# Did I miss a memo?



## Huzegun (Sep 22, 2009)

Upon visiting-- after uploading a song, mind you-- the _lovely_ Industrial section of music here at FA, I have to come to the conclusion that people mistake this for straight techno.

While the genre itself is nebulous at best..* it's not the sound of a synth exploding. *I'm not even sure what it's called, or if I care past the fact that It can't possibly be appealing to anyone.

But I'll be nice. So I'm not going to link.

So, I'm bound to ask the question, did I miss a memo? Or did everyone just stop caring that Industrial isn't a fancy label for straight techno? Because I'm at a loss here.


----------



## Endless Humiliation (Sep 22, 2009)

What kind of Industrial we talking about?

TG or SP?


----------



## caringcapacity (Sep 22, 2009)

i must seek thee industrial truth no judging good and evil
ultimate force 
pro death

industrial RIP
1976-2009


----------



## TakeWalker (Sep 22, 2009)

Industrial = IDM/EDM/EBM/IBM?

Or were you just looking for harsh noise?


----------



## Abyssopelagic (Sep 23, 2009)

I'm going to continue posting harsh noise in the industrial section (since the genres are not so distant in relation) until we get, AT LEAST, some sort of experimental music category. Having a noise category would be just WONDERFUL but I don't see it happening any fucking time soon.


----------



## jinxtigr (Sep 27, 2009)

http://www.furaffinity.net/view/2146654/


----------



## caringcapacity (Sep 27, 2009)

"right to kill"

http://www.furaffinity.net/view/2844039/


for death


----------



## Kiffa_kitmouse (Oct 3, 2009)

FA needs a _much_ wider selection of genres to choose from for musicians to label their songs. I think this idea was explored at one point by someone on FA staff, and suggestions for new genre listings were requested, but I don't think anything ever came of it.

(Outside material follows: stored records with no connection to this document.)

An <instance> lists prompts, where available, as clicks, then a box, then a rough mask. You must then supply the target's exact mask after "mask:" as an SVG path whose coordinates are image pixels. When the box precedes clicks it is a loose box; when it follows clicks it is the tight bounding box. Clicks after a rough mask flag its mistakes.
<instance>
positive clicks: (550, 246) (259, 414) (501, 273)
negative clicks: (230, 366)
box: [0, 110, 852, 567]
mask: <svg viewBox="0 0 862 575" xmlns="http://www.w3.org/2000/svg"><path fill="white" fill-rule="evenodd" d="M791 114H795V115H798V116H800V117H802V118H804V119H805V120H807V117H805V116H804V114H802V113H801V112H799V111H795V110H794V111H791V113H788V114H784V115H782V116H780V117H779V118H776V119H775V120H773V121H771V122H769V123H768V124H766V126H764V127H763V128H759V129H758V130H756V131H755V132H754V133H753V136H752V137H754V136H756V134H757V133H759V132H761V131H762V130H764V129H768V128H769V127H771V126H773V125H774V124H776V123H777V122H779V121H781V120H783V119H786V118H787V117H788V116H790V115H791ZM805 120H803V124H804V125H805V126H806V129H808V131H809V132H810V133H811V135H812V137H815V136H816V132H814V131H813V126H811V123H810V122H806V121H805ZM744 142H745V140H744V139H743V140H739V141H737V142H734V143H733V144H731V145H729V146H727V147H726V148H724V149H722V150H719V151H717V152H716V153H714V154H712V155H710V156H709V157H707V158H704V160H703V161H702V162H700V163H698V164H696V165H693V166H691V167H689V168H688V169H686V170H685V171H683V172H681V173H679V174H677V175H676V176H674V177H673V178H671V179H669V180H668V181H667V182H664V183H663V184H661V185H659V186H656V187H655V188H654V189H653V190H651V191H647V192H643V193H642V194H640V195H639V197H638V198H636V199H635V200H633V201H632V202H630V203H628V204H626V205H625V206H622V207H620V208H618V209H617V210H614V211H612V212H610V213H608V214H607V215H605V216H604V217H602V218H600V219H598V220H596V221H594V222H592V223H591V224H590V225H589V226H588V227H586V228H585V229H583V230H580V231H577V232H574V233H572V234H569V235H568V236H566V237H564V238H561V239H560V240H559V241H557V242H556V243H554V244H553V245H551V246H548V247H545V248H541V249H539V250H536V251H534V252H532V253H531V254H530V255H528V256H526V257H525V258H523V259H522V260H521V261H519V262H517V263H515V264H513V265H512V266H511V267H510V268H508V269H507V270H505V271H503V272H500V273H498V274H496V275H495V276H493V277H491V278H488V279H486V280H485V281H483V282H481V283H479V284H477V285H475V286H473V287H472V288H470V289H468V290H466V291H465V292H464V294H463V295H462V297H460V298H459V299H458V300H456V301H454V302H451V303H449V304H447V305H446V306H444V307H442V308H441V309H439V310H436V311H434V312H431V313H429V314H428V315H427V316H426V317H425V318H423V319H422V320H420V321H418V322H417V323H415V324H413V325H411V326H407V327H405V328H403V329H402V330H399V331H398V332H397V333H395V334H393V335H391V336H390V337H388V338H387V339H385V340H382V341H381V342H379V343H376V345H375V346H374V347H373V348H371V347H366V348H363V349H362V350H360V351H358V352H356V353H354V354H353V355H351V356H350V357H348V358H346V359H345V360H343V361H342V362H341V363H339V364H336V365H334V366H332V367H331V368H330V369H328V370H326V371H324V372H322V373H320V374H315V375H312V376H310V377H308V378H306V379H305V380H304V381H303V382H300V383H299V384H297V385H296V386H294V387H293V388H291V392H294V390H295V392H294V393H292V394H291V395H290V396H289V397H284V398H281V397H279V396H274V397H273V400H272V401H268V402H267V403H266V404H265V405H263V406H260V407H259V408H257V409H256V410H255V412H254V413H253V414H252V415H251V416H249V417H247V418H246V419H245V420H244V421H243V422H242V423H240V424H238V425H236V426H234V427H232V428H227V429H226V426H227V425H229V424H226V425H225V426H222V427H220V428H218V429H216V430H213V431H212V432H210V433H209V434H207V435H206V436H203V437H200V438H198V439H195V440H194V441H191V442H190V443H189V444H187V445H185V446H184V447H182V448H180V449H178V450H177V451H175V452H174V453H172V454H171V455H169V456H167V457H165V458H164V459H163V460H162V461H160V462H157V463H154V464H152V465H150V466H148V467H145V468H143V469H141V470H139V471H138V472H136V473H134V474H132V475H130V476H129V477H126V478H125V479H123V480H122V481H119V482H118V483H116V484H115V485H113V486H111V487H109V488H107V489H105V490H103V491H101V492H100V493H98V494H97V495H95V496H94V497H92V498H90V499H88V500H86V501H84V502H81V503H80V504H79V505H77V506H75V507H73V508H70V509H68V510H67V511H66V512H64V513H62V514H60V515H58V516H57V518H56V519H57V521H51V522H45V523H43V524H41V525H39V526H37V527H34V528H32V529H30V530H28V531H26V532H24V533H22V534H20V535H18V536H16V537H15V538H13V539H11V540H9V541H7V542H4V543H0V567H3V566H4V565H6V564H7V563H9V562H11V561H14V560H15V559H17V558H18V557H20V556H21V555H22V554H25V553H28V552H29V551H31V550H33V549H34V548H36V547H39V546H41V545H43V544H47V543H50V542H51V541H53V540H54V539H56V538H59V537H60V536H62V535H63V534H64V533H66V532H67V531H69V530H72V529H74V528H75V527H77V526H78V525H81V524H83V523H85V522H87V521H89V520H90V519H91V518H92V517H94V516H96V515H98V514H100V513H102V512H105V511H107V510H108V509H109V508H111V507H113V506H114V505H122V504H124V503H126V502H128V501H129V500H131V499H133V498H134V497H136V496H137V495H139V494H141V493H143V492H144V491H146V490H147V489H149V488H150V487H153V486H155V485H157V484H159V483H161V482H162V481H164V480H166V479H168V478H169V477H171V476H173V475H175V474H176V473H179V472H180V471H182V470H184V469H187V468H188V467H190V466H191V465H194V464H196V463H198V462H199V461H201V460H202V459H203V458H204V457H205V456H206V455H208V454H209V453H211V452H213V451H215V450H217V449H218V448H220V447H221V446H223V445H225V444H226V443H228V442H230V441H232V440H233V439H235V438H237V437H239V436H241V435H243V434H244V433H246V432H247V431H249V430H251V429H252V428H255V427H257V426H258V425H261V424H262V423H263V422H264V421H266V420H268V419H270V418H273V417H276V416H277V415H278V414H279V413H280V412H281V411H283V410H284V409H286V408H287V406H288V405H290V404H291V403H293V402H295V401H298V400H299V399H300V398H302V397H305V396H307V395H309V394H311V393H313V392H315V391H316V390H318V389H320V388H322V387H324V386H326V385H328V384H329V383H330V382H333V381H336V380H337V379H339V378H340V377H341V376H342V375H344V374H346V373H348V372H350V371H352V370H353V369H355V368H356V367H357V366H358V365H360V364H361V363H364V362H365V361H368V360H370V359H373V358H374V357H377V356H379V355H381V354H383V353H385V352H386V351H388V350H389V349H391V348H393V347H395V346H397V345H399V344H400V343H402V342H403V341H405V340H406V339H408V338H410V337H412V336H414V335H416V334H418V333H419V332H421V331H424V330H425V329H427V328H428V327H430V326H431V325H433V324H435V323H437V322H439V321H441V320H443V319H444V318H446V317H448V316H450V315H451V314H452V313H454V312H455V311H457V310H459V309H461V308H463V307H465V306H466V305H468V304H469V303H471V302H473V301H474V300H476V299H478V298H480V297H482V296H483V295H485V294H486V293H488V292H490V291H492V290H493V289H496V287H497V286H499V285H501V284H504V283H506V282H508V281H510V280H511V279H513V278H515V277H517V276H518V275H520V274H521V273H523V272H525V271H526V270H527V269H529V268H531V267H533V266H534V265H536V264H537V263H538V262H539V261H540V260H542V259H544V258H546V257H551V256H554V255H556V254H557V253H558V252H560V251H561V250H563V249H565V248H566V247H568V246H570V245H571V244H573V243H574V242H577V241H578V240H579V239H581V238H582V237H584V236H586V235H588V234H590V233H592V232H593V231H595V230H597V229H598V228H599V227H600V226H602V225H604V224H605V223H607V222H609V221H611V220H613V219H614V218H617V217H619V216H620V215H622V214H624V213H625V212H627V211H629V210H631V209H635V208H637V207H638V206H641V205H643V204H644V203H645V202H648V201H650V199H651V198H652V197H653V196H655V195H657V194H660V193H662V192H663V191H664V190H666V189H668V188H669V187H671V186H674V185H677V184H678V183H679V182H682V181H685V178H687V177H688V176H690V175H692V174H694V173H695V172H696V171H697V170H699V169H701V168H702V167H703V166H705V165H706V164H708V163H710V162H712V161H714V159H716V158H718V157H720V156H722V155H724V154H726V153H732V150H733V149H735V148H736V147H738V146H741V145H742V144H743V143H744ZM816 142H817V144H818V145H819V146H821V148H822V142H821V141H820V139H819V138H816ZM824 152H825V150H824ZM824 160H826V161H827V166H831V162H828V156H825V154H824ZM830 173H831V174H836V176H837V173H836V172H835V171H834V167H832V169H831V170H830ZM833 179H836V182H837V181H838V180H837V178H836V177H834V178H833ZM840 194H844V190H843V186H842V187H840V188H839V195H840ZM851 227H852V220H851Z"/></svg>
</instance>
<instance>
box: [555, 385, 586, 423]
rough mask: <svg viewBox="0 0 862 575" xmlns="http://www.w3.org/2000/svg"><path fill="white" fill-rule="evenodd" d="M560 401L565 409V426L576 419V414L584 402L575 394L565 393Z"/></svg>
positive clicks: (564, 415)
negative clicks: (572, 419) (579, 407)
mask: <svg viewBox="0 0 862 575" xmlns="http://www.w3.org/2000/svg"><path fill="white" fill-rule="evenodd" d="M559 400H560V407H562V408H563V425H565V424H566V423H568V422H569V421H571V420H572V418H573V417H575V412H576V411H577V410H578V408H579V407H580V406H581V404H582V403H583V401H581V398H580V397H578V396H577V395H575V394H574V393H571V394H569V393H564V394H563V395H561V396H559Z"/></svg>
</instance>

It's good that we have the ability to 'custom tag' our songs, but that doesn't do a whole hell of a lot of good unless someone happens to do a search on a term you custom tagged a song with.



Abyssopelagic said:


> I'm going to continue posting harsh noise in the industrial section (since the genres are not so distant in relation) until we get, AT LEAST, some sort of experimental music category. Having a noise category would be just WONDERFUL but I don't see it happening any fucking time soon.


----------